Maria Clara deu um grito lancinante e pediu chorando copiosamente:
-Pare por favor, não me conte mais nada, tenha pena de mim. Quero ver a minha pobre filha! Depois de cabeça baixa confessou:
- Tudo o que o senhor disse é verdade. É horrível, mas foi assim. O que fiz foi para salvar o Artur, por quem estava apaixonada. As paixões cegam e só eu sei quanto me arrependi. Deixei avolumar os problemas, sentia que caminhávamos para o abismo, mas nunca tive coragem de lhe contar a verdade. O Artur era amigo de Carolina, que também gostava dele.
No desespero e para salvar a vida do homem que amava aceitei a farsa do rapto. Eu sabia que Carolina estava feliz e segura.
Que pena, foi isso que lhe disse a si quando jantámos naquele malfadado sábado.
E é verdade, perdera a oportunidade de contar tudo e pedir ajuda. Não sei se alguma vez poderei perdoar-me. Mas também eu me deixei fascinar.
Pode pensar, o que eu acabei de dizer, não serve para nada. Mas eu tinha de o fazer, porque naquele momento, naquele jantar eu estive bem perto, de lhe abrir o coração. Desgraçadamente, optei por mais uma vez, esconder. Nessa noite, já não vi Artur nem Carolina e admiti a tragédia. Procurei morrer, tentei mas para minha vergonha, não consegui.

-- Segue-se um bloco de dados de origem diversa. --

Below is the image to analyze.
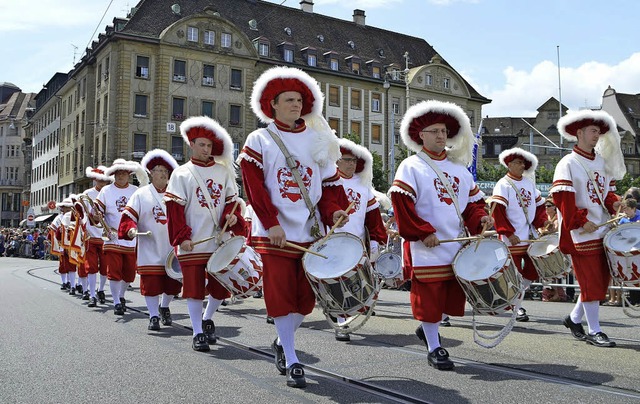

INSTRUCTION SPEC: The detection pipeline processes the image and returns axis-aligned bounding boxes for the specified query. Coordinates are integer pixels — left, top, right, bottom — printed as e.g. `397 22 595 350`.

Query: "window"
220 32 232 48
351 121 361 136
329 86 340 107
203 30 216 46
202 65 216 87
351 89 362 109
202 101 215 118
136 56 149 79
283 49 293 63
424 74 433 86
171 136 184 161
371 93 382 112
173 59 187 82
187 27 198 42
133 94 149 118
229 104 242 126
171 97 185 121
230 69 242 90
371 124 382 144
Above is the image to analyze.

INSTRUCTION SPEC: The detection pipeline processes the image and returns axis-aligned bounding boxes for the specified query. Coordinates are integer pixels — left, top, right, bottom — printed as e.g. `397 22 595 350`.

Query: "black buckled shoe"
147 316 160 331
191 332 211 352
427 347 454 370
271 338 287 375
587 331 616 348
287 363 307 389
202 320 218 345
113 303 124 316
516 307 529 323
159 307 173 326
562 316 587 341
336 327 351 342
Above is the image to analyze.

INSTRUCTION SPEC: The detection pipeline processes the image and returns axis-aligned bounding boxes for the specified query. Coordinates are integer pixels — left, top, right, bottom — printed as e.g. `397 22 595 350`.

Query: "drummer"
336 139 387 341
492 147 550 322
390 101 493 370
238 67 349 388
118 149 182 331
550 110 626 347
164 116 245 352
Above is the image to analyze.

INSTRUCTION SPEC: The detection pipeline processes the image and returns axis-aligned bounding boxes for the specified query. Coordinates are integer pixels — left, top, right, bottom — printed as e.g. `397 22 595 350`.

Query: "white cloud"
476 53 640 116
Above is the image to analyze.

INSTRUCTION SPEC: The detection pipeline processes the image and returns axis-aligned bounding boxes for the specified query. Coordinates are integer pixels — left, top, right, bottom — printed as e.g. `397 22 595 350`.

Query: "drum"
453 239 522 315
603 223 640 287
527 233 571 281
207 236 262 299
373 252 406 289
302 233 380 317
164 248 182 282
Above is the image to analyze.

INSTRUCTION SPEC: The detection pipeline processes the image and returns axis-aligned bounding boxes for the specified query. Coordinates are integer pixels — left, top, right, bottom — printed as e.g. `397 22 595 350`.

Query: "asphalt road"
0 258 640 404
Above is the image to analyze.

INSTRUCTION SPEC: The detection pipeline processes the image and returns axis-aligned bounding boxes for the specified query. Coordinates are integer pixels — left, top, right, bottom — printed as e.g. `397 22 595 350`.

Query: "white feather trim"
400 100 476 167
251 66 324 124
338 139 373 186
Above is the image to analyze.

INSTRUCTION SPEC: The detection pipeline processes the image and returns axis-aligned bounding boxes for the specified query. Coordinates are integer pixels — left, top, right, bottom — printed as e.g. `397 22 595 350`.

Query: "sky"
0 0 640 117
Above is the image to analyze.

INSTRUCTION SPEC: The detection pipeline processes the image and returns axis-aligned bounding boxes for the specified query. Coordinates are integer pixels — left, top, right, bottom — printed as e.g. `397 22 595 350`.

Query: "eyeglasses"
420 129 449 135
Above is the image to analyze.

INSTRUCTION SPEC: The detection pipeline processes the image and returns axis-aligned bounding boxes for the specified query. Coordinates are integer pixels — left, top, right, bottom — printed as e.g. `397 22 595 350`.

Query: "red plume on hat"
140 149 178 176
251 66 324 123
400 100 476 166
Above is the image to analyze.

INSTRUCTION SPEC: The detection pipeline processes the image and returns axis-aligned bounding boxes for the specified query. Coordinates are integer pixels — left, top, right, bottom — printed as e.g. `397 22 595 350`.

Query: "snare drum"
453 239 522 315
373 252 406 289
527 233 571 281
164 247 182 282
207 236 262 299
603 223 640 287
302 233 380 317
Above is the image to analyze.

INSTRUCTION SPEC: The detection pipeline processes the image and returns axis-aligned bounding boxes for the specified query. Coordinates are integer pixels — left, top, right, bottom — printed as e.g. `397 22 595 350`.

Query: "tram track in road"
27 267 640 403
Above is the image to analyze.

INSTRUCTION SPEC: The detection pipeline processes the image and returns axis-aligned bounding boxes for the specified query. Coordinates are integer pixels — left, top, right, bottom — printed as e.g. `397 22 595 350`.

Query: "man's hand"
268 225 287 248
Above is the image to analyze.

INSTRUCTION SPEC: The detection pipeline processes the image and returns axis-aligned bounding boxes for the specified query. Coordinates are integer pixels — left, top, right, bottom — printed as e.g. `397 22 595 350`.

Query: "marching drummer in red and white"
238 67 348 388
550 110 626 347
390 101 493 370
79 166 113 307
93 159 149 316
335 139 387 341
491 147 549 322
164 116 245 352
118 149 182 331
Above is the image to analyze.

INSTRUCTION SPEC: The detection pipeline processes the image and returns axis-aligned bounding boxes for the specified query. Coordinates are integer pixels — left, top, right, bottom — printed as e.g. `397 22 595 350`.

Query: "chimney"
300 0 313 13
353 8 365 26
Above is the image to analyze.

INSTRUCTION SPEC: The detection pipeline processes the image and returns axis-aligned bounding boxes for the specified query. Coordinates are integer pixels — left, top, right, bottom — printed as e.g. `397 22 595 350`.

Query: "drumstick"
285 241 329 259
218 198 240 242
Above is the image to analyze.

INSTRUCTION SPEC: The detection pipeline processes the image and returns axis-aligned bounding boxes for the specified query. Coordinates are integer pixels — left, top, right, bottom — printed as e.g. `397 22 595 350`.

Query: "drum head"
604 223 640 252
375 253 402 279
453 239 509 281
302 233 364 279
207 236 245 274
527 234 559 257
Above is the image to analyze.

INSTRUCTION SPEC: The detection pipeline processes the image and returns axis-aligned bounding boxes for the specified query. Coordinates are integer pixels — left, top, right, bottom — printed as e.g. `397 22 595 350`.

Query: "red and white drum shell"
302 233 380 317
527 233 571 281
207 236 262 299
603 223 640 287
453 239 522 315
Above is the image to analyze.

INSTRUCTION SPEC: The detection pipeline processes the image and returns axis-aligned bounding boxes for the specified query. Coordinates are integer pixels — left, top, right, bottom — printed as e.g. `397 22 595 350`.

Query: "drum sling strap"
267 129 322 238
417 150 469 236
504 177 540 239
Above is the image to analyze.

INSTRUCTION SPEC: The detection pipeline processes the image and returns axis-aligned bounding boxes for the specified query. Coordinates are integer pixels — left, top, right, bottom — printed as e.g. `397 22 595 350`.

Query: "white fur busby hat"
84 166 113 182
338 139 373 186
558 110 627 180
400 100 476 166
140 149 178 176
251 66 324 124
498 147 538 179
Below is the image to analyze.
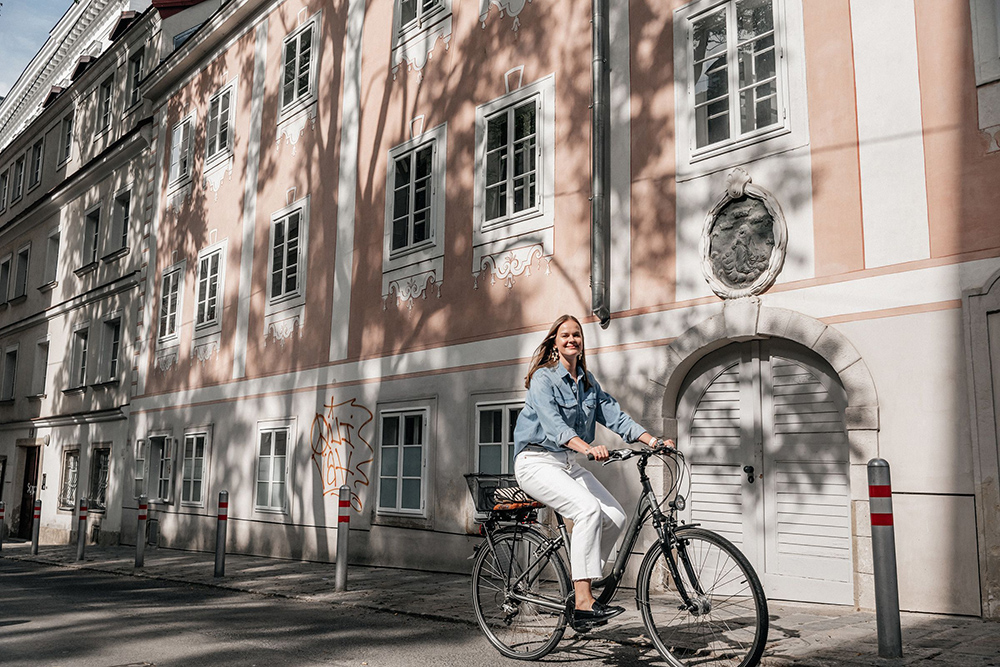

A porta da sala abriu-se, Carlos e o Pai entraram e atrás Dona Elvira levando Carolina pela mão.
- A história acaba assim. Artur pagou o preço, ele sabia o que arriscava.
Mas para a vítima inocente, Carolina, fica uma ferida que vai demorar a sarar. Espero que ela vos possa perdoar. Levantou-se, deu a mão a Carolina e aparando-a entregou-a à família. Ela olhou para os amigos que deixara, hesitou e refugiou-se dos braços da Avó. Fizera a sua escolha.